To fix VicPol, they need to start at the top and address the behaviours of the senior executive who have been subject to rumour and allegations of impropriety over recent years. Good leaders are rarely subject to an adverse rumour.

The CAA fully supports the function and responsibility of VicPol to provide a workplace that respects all and deplores any activities that are unfairly negative towards any person within, or outside the organisation based on gender, ethnicity etc. Deliberate sexual harassment is particularly repugnant.

The weight of this research by the Productivity Commission on gender representation fails to acknowledge that we are dealing with people and not mathematical equations.

It may not have occurred to those responsible for this data that many women are just not attracted to Policing.

Irrespective what backroom bureaucrats may think, policing as a career involves the prospect of getting regularly abused, belted or shot at, dealing with deceased persons, attending horrific incidents, facing violent demonstrators, and frenetic victims and is something the bureaucrats would not have the first clue about. Working Night Shifts and working weekends, dealing daily with the dregs of society is not an appealing prospect for many females, and for that matter, some men.

The same phenomena that cause the gender imbalances in Policing are replicated in Teaching, Nursing and other caring professions, not to mention Politics, and for that matter, the vast majority of professions in the community.

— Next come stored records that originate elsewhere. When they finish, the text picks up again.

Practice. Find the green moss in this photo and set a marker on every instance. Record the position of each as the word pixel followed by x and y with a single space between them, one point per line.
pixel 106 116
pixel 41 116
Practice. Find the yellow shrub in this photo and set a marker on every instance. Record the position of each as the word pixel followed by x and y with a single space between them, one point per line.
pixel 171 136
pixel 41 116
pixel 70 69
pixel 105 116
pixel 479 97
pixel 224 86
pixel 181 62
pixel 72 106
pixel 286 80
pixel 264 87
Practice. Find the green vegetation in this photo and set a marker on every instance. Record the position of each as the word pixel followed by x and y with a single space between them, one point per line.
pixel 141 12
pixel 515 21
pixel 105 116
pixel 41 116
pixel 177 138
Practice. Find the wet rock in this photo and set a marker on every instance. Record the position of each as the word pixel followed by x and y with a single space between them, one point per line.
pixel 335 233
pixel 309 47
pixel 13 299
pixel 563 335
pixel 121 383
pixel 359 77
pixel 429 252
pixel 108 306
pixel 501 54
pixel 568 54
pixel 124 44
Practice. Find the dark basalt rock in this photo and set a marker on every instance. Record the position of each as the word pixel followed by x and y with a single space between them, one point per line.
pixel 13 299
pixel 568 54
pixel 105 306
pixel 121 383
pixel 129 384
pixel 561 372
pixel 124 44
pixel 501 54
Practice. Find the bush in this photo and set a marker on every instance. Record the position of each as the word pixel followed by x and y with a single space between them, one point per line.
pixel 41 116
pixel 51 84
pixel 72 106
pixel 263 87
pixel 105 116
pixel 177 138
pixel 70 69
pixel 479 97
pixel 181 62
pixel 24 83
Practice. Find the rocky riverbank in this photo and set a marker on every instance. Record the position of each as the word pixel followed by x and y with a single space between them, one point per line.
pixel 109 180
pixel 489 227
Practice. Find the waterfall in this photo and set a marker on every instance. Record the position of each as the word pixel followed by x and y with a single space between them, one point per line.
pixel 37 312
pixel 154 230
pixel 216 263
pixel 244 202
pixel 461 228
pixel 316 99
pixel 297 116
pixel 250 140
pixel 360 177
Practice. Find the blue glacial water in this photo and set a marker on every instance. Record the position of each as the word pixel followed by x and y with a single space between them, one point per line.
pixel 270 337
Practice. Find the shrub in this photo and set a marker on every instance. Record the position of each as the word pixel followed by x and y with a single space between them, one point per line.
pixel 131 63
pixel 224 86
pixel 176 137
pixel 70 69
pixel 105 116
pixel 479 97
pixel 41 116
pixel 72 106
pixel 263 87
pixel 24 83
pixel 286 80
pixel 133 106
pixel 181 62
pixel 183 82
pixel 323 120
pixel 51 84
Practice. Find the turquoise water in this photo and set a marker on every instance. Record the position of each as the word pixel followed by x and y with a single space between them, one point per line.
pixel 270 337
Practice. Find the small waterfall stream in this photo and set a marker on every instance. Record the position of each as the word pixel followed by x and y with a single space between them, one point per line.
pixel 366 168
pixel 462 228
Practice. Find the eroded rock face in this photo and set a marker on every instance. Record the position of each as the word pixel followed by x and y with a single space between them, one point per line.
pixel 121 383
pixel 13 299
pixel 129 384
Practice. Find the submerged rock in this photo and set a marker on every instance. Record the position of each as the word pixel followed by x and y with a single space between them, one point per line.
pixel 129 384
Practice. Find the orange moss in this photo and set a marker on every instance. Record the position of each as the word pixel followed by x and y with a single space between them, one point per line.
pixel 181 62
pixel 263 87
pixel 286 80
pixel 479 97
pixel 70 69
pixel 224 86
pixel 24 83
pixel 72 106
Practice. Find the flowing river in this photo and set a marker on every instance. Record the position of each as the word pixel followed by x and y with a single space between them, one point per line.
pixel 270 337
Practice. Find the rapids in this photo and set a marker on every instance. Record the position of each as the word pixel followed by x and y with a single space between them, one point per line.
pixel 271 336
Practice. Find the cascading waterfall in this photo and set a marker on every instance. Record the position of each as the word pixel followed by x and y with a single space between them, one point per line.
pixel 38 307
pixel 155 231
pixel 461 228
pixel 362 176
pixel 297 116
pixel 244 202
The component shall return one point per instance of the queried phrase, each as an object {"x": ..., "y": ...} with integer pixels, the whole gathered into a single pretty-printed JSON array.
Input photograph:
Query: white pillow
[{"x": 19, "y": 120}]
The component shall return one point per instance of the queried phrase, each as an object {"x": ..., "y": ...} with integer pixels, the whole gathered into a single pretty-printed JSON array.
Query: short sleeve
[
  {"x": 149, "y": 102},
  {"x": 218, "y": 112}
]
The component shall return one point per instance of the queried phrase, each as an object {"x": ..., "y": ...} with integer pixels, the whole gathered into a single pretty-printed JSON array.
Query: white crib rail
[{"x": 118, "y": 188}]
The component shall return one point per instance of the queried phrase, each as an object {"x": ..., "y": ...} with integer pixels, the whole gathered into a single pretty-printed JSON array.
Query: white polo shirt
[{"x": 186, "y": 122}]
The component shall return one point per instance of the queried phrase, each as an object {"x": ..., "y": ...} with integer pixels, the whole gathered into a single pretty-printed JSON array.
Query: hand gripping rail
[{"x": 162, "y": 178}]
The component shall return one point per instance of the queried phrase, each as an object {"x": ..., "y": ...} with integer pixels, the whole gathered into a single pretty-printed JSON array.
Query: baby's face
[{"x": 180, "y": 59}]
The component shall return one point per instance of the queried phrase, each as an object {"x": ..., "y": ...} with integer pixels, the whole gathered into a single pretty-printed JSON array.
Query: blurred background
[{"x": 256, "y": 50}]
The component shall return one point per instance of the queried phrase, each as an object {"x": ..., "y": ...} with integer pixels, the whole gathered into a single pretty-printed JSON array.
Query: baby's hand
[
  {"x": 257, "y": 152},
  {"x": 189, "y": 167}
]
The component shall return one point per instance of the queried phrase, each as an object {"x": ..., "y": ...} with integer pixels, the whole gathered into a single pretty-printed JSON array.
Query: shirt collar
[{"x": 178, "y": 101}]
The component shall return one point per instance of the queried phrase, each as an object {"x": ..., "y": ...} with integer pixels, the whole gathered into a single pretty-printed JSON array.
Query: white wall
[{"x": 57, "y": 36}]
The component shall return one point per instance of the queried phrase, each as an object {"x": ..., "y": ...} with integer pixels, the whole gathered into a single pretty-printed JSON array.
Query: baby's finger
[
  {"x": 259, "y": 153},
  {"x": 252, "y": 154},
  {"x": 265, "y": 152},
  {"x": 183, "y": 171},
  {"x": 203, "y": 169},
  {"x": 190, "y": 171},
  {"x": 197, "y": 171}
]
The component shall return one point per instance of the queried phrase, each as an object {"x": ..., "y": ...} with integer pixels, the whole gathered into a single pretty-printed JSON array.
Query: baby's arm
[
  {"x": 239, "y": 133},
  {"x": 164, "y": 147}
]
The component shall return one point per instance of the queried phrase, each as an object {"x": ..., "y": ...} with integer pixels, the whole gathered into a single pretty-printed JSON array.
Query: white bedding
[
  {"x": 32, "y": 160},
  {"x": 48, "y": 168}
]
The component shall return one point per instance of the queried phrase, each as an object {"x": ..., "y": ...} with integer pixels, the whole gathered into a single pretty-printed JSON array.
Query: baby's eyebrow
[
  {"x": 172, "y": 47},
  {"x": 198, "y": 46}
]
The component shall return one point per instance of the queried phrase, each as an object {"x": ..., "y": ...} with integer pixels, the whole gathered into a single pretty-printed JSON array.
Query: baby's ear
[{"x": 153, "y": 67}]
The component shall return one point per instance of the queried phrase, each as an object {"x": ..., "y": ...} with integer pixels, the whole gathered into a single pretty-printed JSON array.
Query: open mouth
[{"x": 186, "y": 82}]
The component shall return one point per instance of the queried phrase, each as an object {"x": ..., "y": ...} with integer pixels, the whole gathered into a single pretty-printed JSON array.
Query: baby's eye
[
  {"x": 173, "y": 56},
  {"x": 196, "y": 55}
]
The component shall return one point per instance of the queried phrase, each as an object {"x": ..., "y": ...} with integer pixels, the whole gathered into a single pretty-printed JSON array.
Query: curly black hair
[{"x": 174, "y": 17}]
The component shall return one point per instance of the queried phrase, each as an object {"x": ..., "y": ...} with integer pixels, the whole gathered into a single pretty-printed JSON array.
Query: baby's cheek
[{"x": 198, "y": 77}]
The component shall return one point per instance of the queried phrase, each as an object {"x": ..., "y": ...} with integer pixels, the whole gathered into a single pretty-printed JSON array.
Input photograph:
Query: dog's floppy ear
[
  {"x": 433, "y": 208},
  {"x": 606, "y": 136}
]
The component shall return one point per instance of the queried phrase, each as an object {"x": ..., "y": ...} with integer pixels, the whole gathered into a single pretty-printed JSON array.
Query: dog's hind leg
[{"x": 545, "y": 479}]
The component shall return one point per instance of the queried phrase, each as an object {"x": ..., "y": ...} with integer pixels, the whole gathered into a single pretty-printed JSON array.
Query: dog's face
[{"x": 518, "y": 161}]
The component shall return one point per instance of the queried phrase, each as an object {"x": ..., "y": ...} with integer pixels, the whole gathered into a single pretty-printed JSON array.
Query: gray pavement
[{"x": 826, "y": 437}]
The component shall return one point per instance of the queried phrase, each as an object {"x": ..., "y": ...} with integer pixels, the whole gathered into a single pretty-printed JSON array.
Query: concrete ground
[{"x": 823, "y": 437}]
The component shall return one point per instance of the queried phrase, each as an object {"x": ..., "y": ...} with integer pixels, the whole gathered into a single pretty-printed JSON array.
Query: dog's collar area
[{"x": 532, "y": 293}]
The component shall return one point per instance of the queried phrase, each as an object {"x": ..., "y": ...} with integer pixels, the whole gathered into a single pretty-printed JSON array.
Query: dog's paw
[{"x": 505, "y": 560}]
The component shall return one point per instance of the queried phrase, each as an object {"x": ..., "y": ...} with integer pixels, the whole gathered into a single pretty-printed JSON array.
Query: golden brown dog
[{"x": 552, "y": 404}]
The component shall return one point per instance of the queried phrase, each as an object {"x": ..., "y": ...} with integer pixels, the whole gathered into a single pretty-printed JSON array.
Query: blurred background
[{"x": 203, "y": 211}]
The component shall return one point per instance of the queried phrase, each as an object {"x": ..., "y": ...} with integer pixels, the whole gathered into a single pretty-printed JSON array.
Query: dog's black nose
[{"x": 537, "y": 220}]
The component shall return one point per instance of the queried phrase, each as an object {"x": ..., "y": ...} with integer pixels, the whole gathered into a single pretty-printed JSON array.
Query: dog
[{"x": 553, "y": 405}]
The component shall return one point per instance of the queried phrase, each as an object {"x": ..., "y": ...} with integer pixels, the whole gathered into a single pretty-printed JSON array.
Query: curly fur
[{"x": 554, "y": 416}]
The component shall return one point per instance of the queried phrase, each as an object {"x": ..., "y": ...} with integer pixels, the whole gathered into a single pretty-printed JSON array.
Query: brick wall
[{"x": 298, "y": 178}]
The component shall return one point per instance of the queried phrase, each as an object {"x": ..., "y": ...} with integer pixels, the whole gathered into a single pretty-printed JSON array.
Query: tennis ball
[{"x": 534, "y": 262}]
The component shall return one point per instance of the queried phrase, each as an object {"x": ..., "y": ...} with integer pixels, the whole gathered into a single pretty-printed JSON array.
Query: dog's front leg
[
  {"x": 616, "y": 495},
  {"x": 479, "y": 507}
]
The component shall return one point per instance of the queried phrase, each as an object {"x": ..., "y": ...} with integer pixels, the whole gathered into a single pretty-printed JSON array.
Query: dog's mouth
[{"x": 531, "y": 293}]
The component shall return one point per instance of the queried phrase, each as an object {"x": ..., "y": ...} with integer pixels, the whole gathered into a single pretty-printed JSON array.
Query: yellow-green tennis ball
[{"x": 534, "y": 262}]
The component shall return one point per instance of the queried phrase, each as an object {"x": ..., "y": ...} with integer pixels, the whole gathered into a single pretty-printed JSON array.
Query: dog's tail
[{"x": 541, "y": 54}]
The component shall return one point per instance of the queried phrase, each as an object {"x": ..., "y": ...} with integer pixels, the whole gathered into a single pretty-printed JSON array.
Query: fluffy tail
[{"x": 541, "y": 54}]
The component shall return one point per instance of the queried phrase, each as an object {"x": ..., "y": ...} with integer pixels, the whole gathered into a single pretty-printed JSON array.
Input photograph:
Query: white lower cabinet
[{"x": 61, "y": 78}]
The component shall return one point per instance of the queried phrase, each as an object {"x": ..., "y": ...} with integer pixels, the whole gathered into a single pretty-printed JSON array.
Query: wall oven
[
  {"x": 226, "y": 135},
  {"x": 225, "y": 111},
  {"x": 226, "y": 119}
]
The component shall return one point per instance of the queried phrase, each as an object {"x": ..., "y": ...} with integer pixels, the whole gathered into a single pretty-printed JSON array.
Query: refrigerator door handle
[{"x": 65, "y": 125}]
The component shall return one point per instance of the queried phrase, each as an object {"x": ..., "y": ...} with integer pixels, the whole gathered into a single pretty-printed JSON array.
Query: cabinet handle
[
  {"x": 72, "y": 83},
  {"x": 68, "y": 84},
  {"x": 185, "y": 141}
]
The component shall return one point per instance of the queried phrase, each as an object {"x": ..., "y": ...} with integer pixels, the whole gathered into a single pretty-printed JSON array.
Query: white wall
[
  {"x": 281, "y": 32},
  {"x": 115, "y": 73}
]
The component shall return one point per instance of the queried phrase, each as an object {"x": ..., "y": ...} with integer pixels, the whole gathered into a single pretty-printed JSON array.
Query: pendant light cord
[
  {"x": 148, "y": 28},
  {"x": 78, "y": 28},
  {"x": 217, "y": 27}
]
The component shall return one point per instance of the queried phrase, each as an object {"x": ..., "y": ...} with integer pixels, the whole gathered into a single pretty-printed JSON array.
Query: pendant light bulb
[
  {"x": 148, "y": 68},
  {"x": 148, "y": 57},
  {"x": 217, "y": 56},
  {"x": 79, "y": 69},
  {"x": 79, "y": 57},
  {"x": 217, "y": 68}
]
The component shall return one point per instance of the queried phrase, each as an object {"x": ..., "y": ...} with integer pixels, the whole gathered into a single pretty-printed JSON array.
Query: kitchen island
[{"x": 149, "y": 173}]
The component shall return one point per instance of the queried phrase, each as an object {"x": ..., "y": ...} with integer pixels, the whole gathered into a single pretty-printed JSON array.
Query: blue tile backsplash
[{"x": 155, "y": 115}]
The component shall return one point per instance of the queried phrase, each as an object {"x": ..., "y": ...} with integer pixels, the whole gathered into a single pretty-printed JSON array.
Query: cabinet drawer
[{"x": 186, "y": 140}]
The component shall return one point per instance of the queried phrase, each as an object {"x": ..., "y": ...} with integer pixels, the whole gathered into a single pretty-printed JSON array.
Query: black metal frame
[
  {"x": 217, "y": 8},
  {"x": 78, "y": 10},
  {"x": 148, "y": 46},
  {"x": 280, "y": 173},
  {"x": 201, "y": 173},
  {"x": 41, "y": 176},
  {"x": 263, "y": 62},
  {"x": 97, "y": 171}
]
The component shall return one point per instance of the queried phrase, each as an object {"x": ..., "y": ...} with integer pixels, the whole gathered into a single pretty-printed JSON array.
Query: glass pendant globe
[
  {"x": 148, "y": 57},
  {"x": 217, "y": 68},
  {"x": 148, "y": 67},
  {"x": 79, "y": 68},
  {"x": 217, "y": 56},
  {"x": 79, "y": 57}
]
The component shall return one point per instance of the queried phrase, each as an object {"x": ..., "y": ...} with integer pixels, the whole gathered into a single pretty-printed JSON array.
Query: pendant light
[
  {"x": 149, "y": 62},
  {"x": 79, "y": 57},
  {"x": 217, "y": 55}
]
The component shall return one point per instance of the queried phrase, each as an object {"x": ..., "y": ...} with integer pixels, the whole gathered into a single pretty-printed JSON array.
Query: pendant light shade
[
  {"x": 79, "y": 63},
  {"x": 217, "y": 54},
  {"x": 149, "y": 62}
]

Victoria Police is the largest in Australia has 32.4% female while as a percentage of the overall number it is 1.2% lower than the national average however actual numbers of female employees may show Victoria actually employs more females than every other Police force. It is time for the critics to get off VicPol’s case on this issue.

Next step will be a push for conscription to meet quotas because that is the only way the numbers to satisfy the critics will be achieved as evident in every other Police force in Australia.

Making an Albatross out of equality will have unintended consequences.